INDUSTRIAL APPLICABILITY

The gene-expression analysis of bladder cancer described herein, obtained through a combination of laser-capture dissection and genome-wide cDNA microarray, has identified specific genes as targets for cancer prevention and therapy. Based on the expression of a subset of these differentially expressed genes, the present invention provides molecular diagnostic markers for identifying and detecting bladder cancer.

The methods described herein are also useful in the identification of additional molecular targets for prevention, diagnosis and treatment of bladder cancer. The data reported herein add to a comprehensive understanding of bladder cancer, facilitate development of novel diagnostic strategies, and provide clues for identification of molecular targets for therapeutic drugs and preventative agents. Such information contributes to a more profound understanding of bladder tumorigenesis, and provide indicators for developing novel strategies for diagnosis, treatment, and ultimately prevention of bladder cancer.
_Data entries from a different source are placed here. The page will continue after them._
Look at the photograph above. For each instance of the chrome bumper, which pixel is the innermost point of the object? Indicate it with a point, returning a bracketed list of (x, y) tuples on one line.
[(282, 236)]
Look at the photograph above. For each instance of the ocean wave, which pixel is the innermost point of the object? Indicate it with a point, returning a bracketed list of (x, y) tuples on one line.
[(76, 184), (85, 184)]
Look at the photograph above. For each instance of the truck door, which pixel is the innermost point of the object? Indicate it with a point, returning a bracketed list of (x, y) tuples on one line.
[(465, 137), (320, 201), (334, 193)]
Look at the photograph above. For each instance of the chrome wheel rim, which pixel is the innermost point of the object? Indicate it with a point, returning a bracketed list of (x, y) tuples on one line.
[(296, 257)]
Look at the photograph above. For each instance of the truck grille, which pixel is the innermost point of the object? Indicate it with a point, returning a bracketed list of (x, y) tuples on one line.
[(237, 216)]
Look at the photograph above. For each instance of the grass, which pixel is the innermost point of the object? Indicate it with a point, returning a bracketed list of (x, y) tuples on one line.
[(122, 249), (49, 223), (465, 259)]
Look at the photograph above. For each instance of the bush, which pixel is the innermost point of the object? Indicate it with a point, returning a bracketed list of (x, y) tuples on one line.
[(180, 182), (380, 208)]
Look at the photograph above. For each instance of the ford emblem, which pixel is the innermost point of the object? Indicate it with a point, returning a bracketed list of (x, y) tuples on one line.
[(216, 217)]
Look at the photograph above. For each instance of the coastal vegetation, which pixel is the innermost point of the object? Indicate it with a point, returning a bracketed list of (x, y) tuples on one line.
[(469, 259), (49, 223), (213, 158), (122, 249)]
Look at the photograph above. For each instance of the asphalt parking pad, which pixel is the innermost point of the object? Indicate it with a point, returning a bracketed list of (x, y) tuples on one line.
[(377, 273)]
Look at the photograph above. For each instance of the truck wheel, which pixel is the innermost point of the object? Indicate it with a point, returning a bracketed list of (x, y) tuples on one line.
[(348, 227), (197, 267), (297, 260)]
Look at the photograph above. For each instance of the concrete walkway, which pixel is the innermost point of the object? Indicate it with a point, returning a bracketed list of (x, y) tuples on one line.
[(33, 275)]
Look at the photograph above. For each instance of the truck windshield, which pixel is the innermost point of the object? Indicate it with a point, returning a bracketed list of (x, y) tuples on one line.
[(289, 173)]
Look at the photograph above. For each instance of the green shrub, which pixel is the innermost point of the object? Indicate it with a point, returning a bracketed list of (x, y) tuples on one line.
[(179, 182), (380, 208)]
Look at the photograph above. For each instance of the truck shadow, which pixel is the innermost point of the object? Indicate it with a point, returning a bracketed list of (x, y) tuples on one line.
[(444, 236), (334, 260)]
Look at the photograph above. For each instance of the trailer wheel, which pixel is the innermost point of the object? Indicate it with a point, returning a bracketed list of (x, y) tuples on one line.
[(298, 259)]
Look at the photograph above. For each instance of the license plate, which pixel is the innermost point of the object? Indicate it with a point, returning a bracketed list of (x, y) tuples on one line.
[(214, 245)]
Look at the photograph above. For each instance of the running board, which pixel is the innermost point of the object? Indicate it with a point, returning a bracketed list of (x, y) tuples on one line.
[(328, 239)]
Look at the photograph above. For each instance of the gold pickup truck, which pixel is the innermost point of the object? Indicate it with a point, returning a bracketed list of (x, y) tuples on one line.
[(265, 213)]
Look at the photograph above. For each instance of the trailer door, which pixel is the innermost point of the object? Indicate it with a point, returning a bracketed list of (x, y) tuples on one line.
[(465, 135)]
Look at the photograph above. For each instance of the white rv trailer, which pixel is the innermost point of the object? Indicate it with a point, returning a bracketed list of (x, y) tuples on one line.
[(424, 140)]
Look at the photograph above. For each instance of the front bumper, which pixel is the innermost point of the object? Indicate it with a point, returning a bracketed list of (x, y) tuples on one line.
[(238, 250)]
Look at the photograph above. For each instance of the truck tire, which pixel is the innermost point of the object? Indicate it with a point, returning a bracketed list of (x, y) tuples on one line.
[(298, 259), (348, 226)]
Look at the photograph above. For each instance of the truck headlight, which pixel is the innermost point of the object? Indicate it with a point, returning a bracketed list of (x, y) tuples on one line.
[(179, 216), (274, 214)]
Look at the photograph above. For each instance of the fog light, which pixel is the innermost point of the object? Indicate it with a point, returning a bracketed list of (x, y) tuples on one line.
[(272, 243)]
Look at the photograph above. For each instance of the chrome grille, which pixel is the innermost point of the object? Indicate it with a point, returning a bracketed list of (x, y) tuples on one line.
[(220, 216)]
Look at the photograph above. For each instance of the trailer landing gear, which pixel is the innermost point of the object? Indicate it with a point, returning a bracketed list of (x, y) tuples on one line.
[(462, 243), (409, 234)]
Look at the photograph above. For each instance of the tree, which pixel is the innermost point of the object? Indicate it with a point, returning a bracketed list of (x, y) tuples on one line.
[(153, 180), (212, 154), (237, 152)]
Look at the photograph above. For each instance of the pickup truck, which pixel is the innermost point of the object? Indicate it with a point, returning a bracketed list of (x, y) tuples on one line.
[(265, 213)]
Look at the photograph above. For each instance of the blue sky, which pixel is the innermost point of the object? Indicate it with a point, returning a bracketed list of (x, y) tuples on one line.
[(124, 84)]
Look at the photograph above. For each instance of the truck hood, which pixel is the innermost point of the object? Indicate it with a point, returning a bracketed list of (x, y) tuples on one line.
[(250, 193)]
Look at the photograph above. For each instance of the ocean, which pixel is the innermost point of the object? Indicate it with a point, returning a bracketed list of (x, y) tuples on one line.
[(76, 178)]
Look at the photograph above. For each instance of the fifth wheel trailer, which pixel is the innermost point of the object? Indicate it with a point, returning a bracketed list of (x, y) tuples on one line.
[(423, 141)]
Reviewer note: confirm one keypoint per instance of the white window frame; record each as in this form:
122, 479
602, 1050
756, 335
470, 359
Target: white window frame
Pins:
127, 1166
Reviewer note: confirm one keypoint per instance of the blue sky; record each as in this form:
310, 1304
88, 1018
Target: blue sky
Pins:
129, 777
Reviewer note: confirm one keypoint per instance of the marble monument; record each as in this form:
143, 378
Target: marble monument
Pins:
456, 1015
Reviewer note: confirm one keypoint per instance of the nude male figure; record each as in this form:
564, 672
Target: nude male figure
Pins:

The expression of human genes C2093, B5860Ns and C6055s are markedly elevated in bladder cancer as compared to non-cancerous bladder tissue. Accordingly, these genes are useful as a diagnostic marker of bladder cancer and the proteins encoded thereby are useful in diagnostic assays of bladder cancer.
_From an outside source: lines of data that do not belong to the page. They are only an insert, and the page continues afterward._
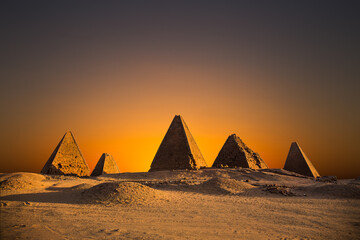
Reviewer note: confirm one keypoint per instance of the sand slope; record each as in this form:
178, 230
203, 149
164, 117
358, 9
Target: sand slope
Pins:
203, 204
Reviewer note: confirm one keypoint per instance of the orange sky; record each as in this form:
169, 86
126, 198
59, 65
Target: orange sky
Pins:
116, 73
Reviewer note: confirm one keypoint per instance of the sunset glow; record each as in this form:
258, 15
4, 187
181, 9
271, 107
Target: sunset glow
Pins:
117, 82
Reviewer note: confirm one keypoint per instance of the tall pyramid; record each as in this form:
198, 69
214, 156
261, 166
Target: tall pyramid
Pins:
66, 159
105, 165
235, 153
297, 161
178, 150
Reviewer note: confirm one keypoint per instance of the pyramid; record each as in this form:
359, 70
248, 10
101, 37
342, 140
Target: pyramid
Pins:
178, 150
235, 153
297, 161
66, 159
105, 165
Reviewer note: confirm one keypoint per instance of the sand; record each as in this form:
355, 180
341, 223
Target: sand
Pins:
203, 204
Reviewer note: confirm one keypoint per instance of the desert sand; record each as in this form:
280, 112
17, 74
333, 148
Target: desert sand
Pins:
232, 203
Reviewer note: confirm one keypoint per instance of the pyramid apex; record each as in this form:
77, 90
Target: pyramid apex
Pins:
235, 153
298, 162
178, 150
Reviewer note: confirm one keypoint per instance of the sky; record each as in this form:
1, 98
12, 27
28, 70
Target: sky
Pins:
115, 73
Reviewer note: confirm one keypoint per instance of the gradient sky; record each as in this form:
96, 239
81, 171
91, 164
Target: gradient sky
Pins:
116, 72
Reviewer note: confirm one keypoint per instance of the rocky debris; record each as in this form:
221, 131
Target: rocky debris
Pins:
119, 193
331, 190
224, 186
276, 189
297, 161
66, 159
105, 165
178, 150
235, 153
21, 181
329, 179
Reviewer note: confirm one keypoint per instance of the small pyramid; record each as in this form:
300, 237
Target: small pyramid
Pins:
105, 165
178, 150
297, 161
235, 153
66, 159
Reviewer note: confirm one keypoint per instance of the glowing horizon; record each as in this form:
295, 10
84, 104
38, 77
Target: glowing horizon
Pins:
116, 73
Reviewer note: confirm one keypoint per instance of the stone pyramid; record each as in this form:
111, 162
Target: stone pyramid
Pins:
105, 165
235, 153
66, 159
297, 161
178, 150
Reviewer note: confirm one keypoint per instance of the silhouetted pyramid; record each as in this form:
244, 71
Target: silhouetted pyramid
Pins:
105, 165
235, 153
178, 150
297, 161
66, 159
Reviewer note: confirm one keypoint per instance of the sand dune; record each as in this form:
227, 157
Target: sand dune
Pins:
205, 204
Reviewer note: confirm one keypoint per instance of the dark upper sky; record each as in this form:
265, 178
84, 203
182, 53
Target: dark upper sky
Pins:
275, 71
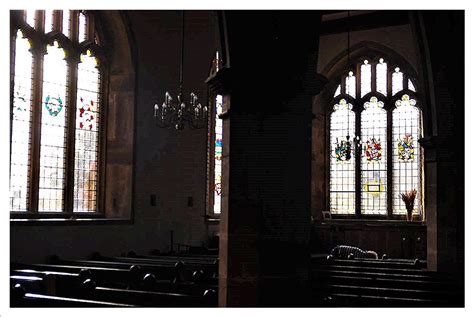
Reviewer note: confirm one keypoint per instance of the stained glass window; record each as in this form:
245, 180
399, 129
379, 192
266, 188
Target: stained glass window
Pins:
48, 21
82, 27
87, 134
21, 121
366, 78
373, 164
342, 173
411, 86
218, 157
397, 81
48, 151
350, 84
371, 146
53, 130
381, 71
406, 158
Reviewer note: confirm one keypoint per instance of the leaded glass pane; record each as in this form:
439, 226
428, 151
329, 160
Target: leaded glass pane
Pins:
381, 71
373, 163
48, 21
30, 17
82, 27
397, 81
366, 78
53, 130
66, 22
342, 172
218, 157
411, 86
87, 135
21, 121
350, 84
406, 158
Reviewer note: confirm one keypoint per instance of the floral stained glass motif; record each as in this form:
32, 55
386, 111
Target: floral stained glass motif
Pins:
374, 163
342, 172
397, 81
53, 131
218, 157
21, 122
343, 149
406, 156
373, 150
87, 135
406, 152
The present inventors have also shown that the expression of the C2093, B5860Ns or C6055s proteins promote cell growth whereas cell growth is suppressed by small interfering RNAs corresponding to the C2093, B5860Ns or C6055s genes. These findings show that C2093, B5860Ns and C6055s proteins stimulates oncogenic activity. Thus, each of these oncoproteins is a useful target for the development of anti-cancer pharmaceuticals. For example, agents that block the expression of C2093, B5860Ns or C6055s, or prevent its activity find therapeutic utility as anti-cancer agents, particularly anti-cancer agents for the treatment of bladder cancers. Examples of such agents include antisense oligonucleotides, small interfering RNAs, and ribozymes against the C2093, B5860Ns or C6055s gene, and antibodies that recognize C2093, B5860Ns or C6055s.

All patents, patent applications, and publications cited herein are incorporated by reference in their entirety.
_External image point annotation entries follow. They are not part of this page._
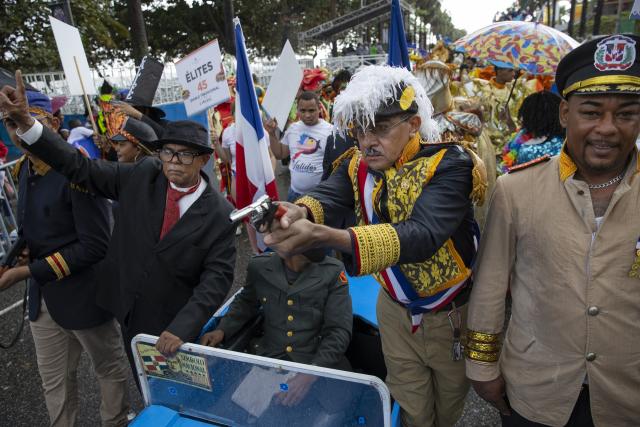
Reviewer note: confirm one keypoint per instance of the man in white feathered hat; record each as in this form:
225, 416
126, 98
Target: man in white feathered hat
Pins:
412, 197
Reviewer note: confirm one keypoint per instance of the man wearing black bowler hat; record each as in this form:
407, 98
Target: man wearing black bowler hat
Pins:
171, 257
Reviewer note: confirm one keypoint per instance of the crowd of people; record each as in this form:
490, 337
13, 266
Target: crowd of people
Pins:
390, 170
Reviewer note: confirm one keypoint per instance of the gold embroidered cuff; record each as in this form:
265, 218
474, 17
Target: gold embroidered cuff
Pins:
58, 265
482, 337
376, 247
485, 347
480, 356
314, 206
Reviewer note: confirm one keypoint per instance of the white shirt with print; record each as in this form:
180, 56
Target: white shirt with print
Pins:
306, 147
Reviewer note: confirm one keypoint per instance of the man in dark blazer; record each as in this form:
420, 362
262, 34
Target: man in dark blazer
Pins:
170, 262
66, 230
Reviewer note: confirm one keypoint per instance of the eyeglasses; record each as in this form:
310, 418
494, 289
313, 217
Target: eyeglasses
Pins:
184, 157
380, 131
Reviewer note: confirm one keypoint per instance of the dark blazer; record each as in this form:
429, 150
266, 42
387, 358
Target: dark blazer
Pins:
152, 285
308, 321
67, 232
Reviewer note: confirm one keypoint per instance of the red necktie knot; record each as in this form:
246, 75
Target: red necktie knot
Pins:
172, 209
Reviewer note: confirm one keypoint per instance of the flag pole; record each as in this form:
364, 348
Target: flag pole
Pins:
86, 98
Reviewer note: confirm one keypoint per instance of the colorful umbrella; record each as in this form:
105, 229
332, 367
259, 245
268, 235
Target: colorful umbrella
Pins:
530, 46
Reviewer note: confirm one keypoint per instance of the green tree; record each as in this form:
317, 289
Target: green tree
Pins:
27, 42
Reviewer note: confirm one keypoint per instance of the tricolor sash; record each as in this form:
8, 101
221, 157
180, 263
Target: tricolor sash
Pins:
393, 279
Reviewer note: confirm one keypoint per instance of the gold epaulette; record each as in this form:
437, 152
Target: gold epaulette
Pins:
530, 163
479, 174
314, 207
15, 172
346, 155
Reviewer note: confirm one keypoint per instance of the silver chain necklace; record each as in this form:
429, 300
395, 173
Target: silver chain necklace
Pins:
606, 184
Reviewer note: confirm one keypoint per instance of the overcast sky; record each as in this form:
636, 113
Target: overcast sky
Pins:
472, 15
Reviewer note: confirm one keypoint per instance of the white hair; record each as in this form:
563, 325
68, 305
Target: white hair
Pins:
374, 86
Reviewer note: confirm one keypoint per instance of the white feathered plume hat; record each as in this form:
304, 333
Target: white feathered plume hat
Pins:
377, 91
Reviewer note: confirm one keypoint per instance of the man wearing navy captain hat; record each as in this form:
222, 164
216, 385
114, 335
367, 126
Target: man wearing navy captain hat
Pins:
561, 236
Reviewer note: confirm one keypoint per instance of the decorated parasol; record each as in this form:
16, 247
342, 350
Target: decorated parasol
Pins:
529, 46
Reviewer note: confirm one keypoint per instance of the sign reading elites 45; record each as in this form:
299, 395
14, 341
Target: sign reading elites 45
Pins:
202, 78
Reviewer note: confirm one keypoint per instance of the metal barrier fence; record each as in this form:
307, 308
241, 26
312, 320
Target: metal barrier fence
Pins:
8, 207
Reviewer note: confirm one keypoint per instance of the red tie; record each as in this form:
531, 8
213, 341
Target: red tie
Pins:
172, 210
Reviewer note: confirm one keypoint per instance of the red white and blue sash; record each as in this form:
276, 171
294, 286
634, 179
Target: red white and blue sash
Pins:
395, 282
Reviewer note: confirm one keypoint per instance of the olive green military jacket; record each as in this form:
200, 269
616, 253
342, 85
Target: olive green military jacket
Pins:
308, 321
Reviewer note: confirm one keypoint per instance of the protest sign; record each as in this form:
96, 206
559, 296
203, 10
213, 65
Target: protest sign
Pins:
202, 78
283, 86
73, 58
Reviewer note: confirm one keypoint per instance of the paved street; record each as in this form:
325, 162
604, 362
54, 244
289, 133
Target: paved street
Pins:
21, 398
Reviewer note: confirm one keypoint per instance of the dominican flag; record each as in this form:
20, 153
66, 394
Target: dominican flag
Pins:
254, 174
635, 10
398, 51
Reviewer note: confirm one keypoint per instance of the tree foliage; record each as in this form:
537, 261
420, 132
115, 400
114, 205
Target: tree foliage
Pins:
27, 42
175, 27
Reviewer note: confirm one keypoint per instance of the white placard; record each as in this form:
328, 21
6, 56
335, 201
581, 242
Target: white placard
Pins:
69, 47
283, 86
202, 78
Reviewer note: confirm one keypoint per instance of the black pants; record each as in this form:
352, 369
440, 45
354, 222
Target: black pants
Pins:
580, 417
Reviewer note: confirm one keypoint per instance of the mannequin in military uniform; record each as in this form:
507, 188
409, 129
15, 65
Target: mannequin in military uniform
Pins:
307, 315
302, 301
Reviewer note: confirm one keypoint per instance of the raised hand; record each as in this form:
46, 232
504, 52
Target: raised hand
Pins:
14, 105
Furthermore, while the invention has been described in detail and with reference to specific embodiments thereof, it is to be understood that the foregoing description is exemplary and explanatory in nature and is intended to illustrate the invention and its preferred embodiments. Through routine experimentation, one skilled in the art will readily recognize that various changes and modifications can be made therein without departing from the spirit and scope of the invention. Thus, the invention is intended to be defined not by the above description, but by the following claims and their equivalents.